13 April 2010


This thing looks about as cheaply made as an Ed Wood film (and supposedly it was shot just as fast: six days), and features the most preposterous *twist* of fate in film history, yet it remains weirdly memorable sixty-six years later. Why? Because this is an S&M film, and perversion is timeless.

In Detour, Tom Neal’s Al is the masochist, a lounge piano player with Carnegie Hall ambitions, a man of exceptional self-pity, born to frown and whine and pout over the continual kicks ‘fate’ will send his way.
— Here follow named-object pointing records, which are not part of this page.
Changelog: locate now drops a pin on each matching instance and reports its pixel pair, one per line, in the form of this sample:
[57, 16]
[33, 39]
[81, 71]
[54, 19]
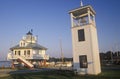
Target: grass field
[107, 73]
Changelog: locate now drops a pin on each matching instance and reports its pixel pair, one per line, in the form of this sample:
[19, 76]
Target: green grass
[107, 73]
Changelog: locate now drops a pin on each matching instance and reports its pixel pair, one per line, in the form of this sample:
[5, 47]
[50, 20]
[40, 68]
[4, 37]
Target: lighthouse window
[28, 52]
[18, 52]
[83, 61]
[81, 36]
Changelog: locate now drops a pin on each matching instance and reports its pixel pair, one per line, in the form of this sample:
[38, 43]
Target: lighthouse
[84, 40]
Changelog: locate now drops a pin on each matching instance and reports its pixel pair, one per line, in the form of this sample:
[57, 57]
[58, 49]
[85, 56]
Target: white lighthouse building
[28, 52]
[84, 40]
Hitchhiking from New York to California to see his girlfriend, Al gets a ride with a self-aggrandizing gambler, who has a heart attack and then falls out of the car and hits his head on a conveniently placed rock. Life’s whipping boy Al assumes he’ll be charged with murder, so he hides the body, then rides off in the dead man’s car.
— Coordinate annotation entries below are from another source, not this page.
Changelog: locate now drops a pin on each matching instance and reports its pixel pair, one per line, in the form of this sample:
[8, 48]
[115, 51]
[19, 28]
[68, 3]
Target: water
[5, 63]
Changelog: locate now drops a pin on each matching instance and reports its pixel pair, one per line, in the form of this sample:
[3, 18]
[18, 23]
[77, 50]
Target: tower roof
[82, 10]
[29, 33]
At an Arizona gas station, lucky Al spots a female hitchhiker, Vera (played by the appropriately named Ann Savage). There’s something about Vera:

She was young - not more than 24. Man, she looked like she had been thrown off the crummiest freight train in the world! Yet in spite of that, I got the impression of beauty, not the beauty of a movie actress, mind you, or the beauty you dream about with your wife, but a natural beauty, a beauty that's almost homely, because it's so real.
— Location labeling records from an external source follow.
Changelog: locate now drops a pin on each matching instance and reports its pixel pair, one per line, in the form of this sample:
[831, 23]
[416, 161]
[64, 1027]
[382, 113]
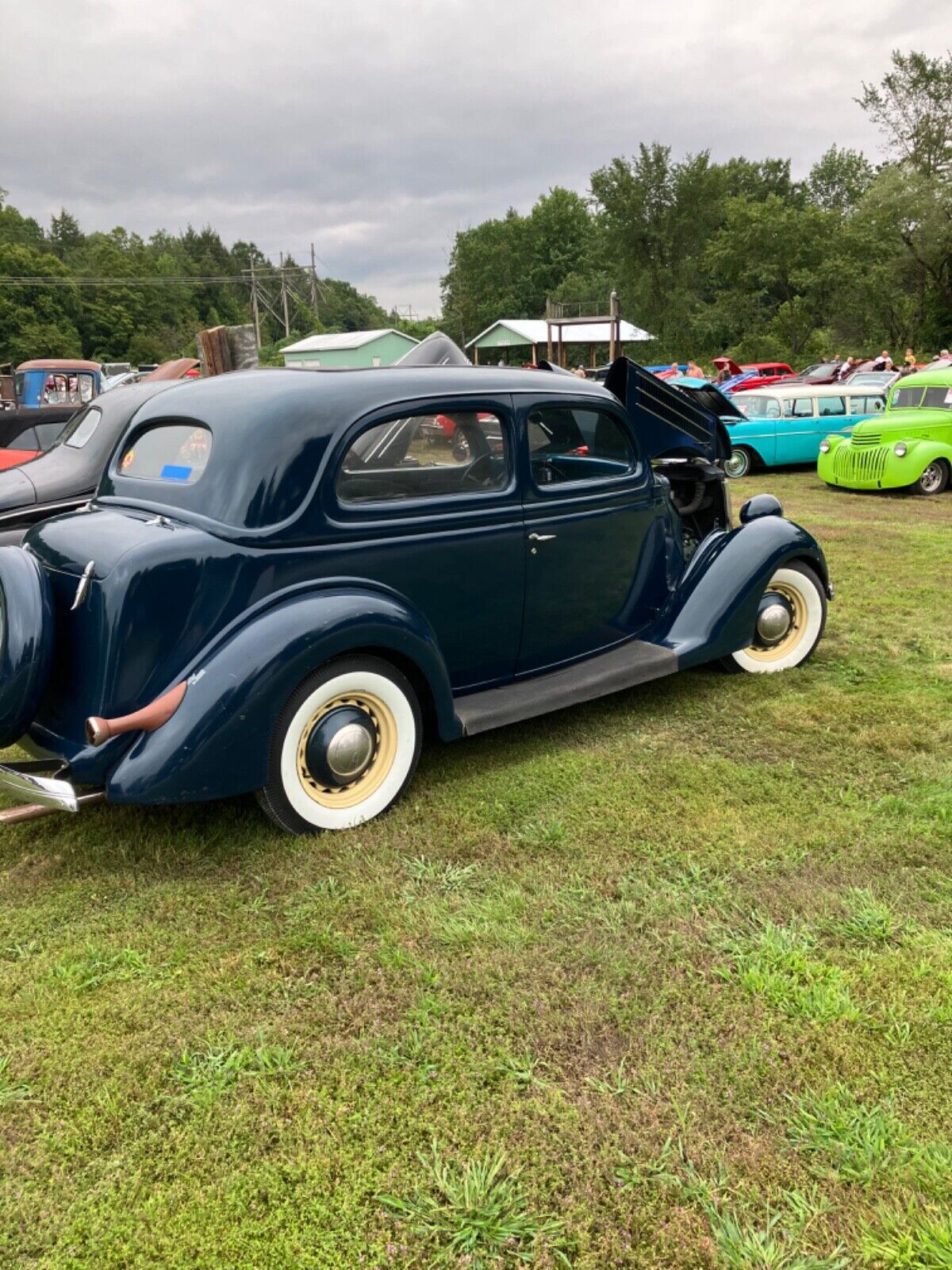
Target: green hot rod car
[908, 446]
That’s Al’s description of Vera. The key line: not the beauty of a movie actress, mind you, or the beauty you dream about with your wife. Ha. That’s 1940s speak for the kind of dirty girl you don’t marry, but pick up, finger and then throw in the gutter. But our boy Al is no match for Vera, a snarling sadist the like of which has never been seen on the screen before or since. As it turns out, she knows about Al and the gambler, and quickly has Al under her greasy thumb, and friend, Al doesn’t really protest too much, or try too hard to get away from her.

Ann Savage’s Vera is the wildest, most over-the-top femme fatale in all of Film Noir. She’s got dirty hair and a dirtier mouth and an even dirtier mind. And it’s all very tempting to our boy Al. If you watch this thing and break the 1940s code, you can almost hear Al begging for Vera to piss on him. . .

A cheap, absurd little film, barely an hour long, yet a grimy masterpiece of human baseness. Lit up by Ann Savage’s crazy star turn, it will shine forever in the B-movie firmament.